Sebagai guru 'ngaji TPA (Taman Pendidikan Al-Quran)  saya sangat menikmati mengajar anak-anak santri di masjid dekat rumah. Banyak anak mulai dari tingkat TK, SD, sampai SMP datang mengaji dan saya tidak pernah membatasi jumlah santri yang mendaftar. Sayang kan anak-anak sudah semangat dan serius ingin belajar mengaji tapi kita tolak.

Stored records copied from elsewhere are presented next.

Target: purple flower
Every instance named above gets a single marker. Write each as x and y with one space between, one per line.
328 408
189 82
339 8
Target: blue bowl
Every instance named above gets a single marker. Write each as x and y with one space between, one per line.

Hanya saja saya jadi dilema bagi saya, ketika ada anak santri baru yang sebelumnya pernah belajar mengaji di tempat lain atau hanya diajar oleh orangtuanya di rumah datang belajar ke saya. Beberapa dari mereka datang langsung membuka iqro yang jilidnya tinggi seperti jilid 5 dan 6 atau ada yang sudah Al-Quran. Sementara bacaannya masih belepotan. Pengucapan hurufnya masih banyak yang keliru seperti 'dza' yang dibaca 'za' (zay) atau 'tsa' yang mereka baca sama dengan 'sa' (sin). Panjang pendeknya huruf juga masih belum baik. Sebagian anak masih kesulitan membedakan 'tho' dengan 'zho' atau 'sho' dengan 'dho'.

Permasalahan itu saya pikir seharusnya sudah dituntaskan dari jilid satu sampai jilid 3. Apalagi yang sudah sampai di tingkat Al-Quran tapi masih belum belum paham soal nun mati atau tanwin bertemu dengan huruf 'ba' (iqlab), belum paham qolqolah dan sebagainya yang saya rasa semuanya seharusnya sudah dikuasai saat masih di Iqro.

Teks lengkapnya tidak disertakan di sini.